Altro barrio invitato alla grande danza è Villa Crespo, che nella pace delle sue viette alberate ospita gli studi di nomi in ascesa come Pablo Siquier, Carlos Huffman, Sofía Bohtlingk, Amadeo Azar. Anche qui è nato un circuito, Lista, che comprende spazi come Hace, specializzata in performance, e Gachi Prieto, sala espositiva ma anche atelier condiviso, una sorta di co-working per artisti. Fioritura figlia dell’energia ma anche dell’azione politica, maturata da quando le gallerie si sono riunite nell’associazione Meridiano: «In Argentina vige il protezionismo: importare è difficile ed esporre all’estero fino a poco tempo fa era quasi impossibile, dovevamo comportarci da contrabbandieri», racconta Ariel Authier della galleria Nora Fisch, che rappresenta venti artisti argentini a Villa Crespo e ha fatto lobby sul governo per allentare la burocrazia, «senza tutto questo, Art Basel non sarebbe mai arrivata».

Prima di esplorare i grattacieli di Puerto Madeiro, zona di docks in riqualificazione, beviamo un Pinot nero prodotto da Chacra, una cantina della regione del Rio Negro.

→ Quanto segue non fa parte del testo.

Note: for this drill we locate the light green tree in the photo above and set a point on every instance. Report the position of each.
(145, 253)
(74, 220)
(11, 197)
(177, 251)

Un vino unico, dice il sommelier, per via dei sedimenti lasciati dai dinosauri e divenuti nei millenni il sale minerale della vite. E senza sosta, tra le strade di Baires, l’immaginazione s’inchina, e poi volteggia. Sognate a occhi aperti il vostro pezzetto di Sudamerica. Cosa ne pensate? Lasciatevi ispirare e… buon viaggio in Argentina!